Anthropic's Q2 2026 profitability milestone gives its prospectus a narrative that OpenAI cannot replicate. OpenAI posted a -122% adjusted operating margin in Q1 2026, meaning it lost $1.22 for every dollar of revenue generated. Inference compute costs alone are projected to reach $14.1 billion this year, constraining gross margins to approximately 33%. The company does not expect to reach profitability until around 2030, and internal projections point to $14 billion in net losses for 2026.

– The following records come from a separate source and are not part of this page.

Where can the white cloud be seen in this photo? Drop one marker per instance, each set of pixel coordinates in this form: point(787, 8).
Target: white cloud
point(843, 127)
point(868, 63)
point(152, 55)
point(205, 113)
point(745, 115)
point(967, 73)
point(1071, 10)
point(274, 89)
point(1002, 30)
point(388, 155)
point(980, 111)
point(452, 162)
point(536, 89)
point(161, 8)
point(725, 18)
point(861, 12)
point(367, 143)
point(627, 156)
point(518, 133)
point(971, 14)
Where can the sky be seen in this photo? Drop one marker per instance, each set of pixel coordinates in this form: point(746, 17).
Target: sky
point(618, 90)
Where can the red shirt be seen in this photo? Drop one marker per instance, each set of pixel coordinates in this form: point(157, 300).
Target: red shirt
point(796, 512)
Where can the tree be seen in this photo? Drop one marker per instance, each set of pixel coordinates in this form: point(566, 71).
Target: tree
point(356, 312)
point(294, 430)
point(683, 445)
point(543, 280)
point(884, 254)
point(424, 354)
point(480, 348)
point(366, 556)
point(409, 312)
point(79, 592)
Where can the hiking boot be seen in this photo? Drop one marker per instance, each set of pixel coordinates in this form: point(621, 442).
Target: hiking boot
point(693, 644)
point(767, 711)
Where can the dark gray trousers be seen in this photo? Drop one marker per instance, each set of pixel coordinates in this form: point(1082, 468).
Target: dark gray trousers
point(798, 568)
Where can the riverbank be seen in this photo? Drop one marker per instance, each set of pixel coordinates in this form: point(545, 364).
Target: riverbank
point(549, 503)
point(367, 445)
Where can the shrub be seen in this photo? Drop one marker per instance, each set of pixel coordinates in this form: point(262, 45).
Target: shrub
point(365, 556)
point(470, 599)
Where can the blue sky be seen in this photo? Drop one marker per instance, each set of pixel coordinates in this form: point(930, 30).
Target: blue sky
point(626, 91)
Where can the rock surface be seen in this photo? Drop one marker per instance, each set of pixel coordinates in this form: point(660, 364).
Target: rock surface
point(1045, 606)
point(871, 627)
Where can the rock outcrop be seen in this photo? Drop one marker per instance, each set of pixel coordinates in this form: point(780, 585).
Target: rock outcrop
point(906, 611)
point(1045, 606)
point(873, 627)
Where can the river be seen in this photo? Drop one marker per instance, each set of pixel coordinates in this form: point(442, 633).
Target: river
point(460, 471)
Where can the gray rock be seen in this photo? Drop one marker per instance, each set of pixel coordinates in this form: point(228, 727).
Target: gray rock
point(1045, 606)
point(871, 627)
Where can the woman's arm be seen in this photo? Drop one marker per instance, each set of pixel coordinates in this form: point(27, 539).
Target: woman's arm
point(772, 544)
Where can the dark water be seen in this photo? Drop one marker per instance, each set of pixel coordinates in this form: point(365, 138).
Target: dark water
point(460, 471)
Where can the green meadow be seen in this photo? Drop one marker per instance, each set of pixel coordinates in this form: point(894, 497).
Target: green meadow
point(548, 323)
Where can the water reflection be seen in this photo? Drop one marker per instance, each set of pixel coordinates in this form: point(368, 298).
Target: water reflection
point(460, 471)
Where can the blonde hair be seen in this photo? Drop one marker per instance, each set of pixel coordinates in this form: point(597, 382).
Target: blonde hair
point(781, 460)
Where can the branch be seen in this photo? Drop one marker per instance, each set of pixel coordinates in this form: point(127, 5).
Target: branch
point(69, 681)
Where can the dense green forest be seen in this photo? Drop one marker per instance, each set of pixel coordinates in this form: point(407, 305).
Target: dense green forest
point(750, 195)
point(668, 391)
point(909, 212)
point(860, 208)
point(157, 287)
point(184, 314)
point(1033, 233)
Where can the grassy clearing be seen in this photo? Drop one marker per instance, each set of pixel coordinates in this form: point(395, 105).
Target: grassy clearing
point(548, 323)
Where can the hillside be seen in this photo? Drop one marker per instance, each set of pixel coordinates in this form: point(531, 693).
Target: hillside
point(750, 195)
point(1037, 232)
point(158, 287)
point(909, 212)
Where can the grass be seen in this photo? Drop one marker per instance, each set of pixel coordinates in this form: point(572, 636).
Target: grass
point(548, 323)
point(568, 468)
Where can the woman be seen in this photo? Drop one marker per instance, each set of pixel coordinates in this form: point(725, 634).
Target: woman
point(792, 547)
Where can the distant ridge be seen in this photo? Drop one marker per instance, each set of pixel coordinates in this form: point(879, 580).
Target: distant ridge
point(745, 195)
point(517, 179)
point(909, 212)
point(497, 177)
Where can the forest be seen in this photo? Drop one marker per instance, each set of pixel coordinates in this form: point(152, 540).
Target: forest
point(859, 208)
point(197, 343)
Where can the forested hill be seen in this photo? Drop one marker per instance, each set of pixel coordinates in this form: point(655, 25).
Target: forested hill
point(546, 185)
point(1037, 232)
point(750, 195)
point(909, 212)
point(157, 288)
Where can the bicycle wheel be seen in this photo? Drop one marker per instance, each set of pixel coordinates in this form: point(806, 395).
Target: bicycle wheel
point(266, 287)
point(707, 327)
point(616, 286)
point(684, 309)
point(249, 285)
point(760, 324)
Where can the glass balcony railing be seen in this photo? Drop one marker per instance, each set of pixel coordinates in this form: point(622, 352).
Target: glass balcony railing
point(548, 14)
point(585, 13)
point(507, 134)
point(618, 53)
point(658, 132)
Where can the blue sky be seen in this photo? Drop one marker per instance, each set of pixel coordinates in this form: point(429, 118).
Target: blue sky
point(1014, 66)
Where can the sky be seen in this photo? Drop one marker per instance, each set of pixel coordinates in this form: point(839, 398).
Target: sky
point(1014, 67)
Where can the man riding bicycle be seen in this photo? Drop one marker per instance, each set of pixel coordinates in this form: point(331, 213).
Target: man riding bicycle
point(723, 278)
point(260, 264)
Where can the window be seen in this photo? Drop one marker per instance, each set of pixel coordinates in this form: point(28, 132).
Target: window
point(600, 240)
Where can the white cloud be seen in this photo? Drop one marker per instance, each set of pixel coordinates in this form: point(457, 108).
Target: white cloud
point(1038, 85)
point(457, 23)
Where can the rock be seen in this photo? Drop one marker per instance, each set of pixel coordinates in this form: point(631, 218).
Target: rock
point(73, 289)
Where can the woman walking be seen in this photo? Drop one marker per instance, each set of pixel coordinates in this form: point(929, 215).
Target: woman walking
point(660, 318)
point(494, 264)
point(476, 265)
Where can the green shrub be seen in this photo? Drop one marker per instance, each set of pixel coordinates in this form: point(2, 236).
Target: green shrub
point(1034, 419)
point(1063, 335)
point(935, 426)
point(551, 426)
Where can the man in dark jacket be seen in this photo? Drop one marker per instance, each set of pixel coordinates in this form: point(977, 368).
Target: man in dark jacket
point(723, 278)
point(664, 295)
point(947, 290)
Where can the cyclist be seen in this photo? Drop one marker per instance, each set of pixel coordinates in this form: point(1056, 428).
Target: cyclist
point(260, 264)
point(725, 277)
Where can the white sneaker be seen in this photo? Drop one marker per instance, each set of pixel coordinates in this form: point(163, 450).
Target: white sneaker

That backdrop makes a price war particularly dangerous for OpenAI. Cutting token prices increases volume but depresses per-unit revenue against a fixed and growing infrastructure cost base. For Anthropic, entering a price war from a profitable position creates a different calculus — but the risk of a prolonged race to the bottom remains real in an industry where DeepSeek's competing models can accomplish many common enterprise tasks at roughly 1.5% of Anthropic's current pricing, with lower-cost alternatives averaging below $0.13 per task against Claude's $1.80 to $2.75 range.
Investor Scrutiny
Investment bankers working on both deals face pressure to frame the price war as cyclical margin compression rather than a structural ceiling on monetization. Morgan Stanley, Goldman Sachs, and JPMorgan are lead underwriters on the Anthropic deal; the OpenAI syndicate has not been formally announced. Institutional buyers are scrutinizing whether AI gross margins — estimated to have improved to 50%–60% from 30%–40% as inference costs fell fivefold to tenfold since 2024 — can hold once a sustained AI price war begins in earnest.
Customer-level budget data illustrates the sensitivity. Uber's chief technology officer disclosed that the company exhausted its full 2026 AI budget within four months, demonstrating how rapidly enterprises are allocating — and how quickly they could redirect spending if unit economics shift significantly in either direction.
Outlook
Both the Anthropic IPO and the OpenAI IPO remain on course for late 2026, pending SEC review and market conditions. The key question for public-market investors is whether revenue trajectories — $47 billion annualized at Anthropic and more than $20 billion at OpenAI as of end-2025 — can justify near-trillion-dollar valuations in an environment where pricing power is under active assault. Anthropic's profitable quarter provides a cushion that its rival lacks. How aggressively each company moves on token pricing between now and roadshow season will likely be the single largest determinant of where both S-1s price when they meet the public market.